Danach folgte ein Bild, das Lara nicht mehr richtig erkennen konnte. Es zeigte die selbe Frau, doch trug sie nun wieder ihre Krone. Ihr Blick war so merkwürdig leer. Sie hielt eine Kette vor sich. Lara wollte die Kette genauer betrachten, doch es wurde immer heller, so hell, dass sie nicht mehr hinsehen konnte und schließlich aufwachte.
„Was…war das?", wollte sie außer Atem wissen. Sie schwitze und lag noch immer auf dem Boden. Shug beugte sich zu ihr herunter und gab ihr einen Becher mit Wasser.
„Kommt drauf an…was hast du gesehen?", fragte Shug.
„Ich sah diese Frau…auf einer Beerdigung…bei einer Krönung…einem Gebet…einer Flucht…und…wie sie eine Kette in der Hand hatte…aber ihr Blick, der war so…so leer", schilderte Lara ihre Vision.
„Gut", kommentierte Shug. „Du hast soeben die ehemalige Pharaonin Merit gesehen. Bei genau diesen Situationen. Du hast noch einmal ihre Geschichte gesehen. Wie sie durch den Tod ihres Mannes Pharaonin wurde. Jedoch duldete man keinen weiblichen Herrscher und man hetzte das Volk gegen sie auf. Sie flüchtete sich zu Horus, der ihr die Pyramide des Horus gab, da sie ihre schlechte Seite vernichten lassen wollte, um auf immer im Guten zu regieren und Ägypten zu einem friedlichen Land zu machen."
„Aber was bedeutet das?"
„Das bedeutet, dass du die Auserwählte bist, von der in der Prophezeiung berichtet wird."
„I-ich?", stotterte Lara. Sie kannte viele Legenden, die von ‚Auserwählten' sprachen, doch Lara hatte nie geglaubt selbst einmal einer von diesen zu werden. Noch einmal ging sie die Prophezeiung durch.
‚Sollte es doch Verrückten gelingen, die fünf Teile der Macht zusammenzusetzen, kann die Menschheit nur hoffen, dass einer dem Einhalt gebietet, der von den Priestern des Horus Kraft erhalten wird, denn wenn nicht, wird eine Katastrophe ausbrechen, ein neuer Pharao wird regieren, nur um seinen Durst zu stillen, vielleicht sogar, um zu vernichten, unsere Welt...'
Ging es in diesen Versen wirklich um sie? Es war kaum vorstellbar.
„Wir legen unser aller Schicksal in deine Hände. Folge mir", bat Shug und Lara stand auf. Samantha, die ein paar der Verletzten half, hatte gar nicht alles erklären müssen, da Shug dies schon getan hatte, kurz nach dem diese über Mariahs Vergangenheit berichtet hatte.

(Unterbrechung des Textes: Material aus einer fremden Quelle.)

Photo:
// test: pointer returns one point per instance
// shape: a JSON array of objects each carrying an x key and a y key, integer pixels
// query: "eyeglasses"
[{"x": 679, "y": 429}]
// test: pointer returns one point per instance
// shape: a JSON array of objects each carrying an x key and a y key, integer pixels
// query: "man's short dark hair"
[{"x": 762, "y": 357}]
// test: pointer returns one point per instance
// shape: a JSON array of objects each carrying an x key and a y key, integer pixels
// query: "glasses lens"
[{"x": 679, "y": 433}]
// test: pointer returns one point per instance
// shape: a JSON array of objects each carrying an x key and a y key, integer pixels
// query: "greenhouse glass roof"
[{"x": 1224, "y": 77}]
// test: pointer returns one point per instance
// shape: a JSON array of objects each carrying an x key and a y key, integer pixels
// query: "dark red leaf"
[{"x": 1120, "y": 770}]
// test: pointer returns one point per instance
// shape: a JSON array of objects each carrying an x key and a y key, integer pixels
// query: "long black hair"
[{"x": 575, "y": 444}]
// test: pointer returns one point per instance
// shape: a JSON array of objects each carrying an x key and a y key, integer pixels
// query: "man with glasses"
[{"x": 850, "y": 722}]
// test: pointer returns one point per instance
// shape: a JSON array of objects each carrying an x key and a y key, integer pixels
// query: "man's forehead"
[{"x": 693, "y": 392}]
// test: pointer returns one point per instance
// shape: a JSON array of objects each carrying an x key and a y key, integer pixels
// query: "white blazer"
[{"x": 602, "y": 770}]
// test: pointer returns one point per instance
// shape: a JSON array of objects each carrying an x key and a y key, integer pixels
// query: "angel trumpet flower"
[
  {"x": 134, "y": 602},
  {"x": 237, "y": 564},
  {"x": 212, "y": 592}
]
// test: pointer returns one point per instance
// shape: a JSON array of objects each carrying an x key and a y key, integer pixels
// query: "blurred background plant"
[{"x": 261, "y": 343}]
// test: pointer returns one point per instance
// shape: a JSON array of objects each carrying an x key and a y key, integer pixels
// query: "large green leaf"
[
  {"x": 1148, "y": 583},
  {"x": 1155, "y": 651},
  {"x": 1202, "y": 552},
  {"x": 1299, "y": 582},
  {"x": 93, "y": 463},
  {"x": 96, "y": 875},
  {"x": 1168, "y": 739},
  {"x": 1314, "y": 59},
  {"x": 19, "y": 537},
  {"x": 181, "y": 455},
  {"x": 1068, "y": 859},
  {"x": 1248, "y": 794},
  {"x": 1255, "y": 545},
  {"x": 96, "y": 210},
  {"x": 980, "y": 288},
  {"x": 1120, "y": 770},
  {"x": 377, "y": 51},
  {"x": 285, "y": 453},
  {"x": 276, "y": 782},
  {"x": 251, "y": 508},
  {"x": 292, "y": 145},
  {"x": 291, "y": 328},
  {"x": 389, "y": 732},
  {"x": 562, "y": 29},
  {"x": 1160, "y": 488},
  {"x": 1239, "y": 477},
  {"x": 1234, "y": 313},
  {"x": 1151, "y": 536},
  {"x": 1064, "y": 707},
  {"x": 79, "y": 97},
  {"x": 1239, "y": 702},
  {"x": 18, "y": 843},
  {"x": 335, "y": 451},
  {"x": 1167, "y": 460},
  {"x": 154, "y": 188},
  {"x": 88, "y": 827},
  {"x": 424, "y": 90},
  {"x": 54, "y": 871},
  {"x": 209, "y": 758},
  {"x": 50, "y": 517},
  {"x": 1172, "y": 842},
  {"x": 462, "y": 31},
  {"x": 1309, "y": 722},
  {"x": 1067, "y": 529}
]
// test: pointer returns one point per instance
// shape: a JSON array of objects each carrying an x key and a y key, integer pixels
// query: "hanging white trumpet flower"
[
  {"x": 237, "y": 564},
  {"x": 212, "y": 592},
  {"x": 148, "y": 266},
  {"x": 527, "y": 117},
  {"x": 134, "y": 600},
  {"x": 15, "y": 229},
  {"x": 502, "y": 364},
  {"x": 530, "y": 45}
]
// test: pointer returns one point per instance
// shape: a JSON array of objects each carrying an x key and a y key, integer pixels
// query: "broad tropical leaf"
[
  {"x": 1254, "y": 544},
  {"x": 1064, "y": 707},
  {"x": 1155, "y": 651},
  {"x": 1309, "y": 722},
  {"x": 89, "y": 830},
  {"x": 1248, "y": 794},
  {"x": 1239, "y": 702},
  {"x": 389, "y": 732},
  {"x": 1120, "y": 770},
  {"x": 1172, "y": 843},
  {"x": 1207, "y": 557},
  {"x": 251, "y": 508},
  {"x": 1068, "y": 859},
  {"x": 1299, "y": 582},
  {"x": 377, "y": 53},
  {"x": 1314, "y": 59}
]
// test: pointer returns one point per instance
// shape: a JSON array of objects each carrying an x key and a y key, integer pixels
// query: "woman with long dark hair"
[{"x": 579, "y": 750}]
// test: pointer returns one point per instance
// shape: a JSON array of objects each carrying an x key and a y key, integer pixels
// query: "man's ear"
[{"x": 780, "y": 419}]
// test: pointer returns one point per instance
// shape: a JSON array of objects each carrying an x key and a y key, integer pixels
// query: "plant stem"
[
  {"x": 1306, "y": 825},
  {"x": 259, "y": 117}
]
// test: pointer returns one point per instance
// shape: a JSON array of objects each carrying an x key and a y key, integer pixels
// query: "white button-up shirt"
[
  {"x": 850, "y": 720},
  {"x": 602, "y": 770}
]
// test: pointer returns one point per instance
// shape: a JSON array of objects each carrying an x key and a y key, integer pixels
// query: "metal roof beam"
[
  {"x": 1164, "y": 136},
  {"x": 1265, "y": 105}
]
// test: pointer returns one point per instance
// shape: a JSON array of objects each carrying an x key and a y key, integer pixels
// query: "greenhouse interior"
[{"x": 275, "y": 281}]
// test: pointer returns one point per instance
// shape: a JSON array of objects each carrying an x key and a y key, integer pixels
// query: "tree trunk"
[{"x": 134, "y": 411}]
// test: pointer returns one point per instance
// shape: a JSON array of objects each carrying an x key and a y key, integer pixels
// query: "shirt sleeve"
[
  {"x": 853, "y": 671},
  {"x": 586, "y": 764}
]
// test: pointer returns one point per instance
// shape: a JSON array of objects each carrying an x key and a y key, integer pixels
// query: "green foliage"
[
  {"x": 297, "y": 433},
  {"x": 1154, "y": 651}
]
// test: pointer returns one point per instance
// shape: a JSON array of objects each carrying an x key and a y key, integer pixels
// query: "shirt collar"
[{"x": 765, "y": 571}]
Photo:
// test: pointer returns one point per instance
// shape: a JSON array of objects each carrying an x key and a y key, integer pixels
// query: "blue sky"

„Warte hier auf mich, Sam. Ich werde die ganze Sache gerade biegen", versicherte sie Samantha. Die nickte und fiel Lara um den Hals.
„Aber…komm lebend zurück, okay?"
„Versprochen", antwortete Lara und sah in das sorgenvolle Gesicht ihrer besten Freundin.
„Wir haben nicht viel Zeit", unterbrach Shug. Die beiden lösten ihre freundschaftliche Umarmung und Lara folgte Shug zum Tor, durch das auch Mariah getreten war.
„Shug, was tust du da?", fragte ein älterer Mann entsetzt hinter ihnen, als Shug das Tor öffnen wollte.
„Sie ist diejenige, von der in der Prophezeiung berichtet wird. Ich habe den Staub verwendet. Sie hat die Pharaonin gesehen", erklärte Shug knapp und ohne sich umzusehen.
„Das ist erst ein Test von vielen! Wir dürfen nicht so leichtfertig damit umgehen!", versuchte er Shug von ihrem Vorhaben abzubringen.
„Wir haben keine Zeit mehr. Entweder wir sehen diese Frau als Auserwählte an oder wir sehen tatenlos zu wie Shai sich die Macht unter den Nagel reißt. Ich weiß, dass sie es ist", beendete Shug die Diskussion und öffnete das schwere Tor. „Geh und folge deinem Wege bis zum Schrein. Halte sie auf", bat Shug. Lara sah in den dunklen Gang. Alles war schwarz, kein Fünkchen Licht schien hinein.
„Das werde ich", gab Lara zurück und betrat den Gang.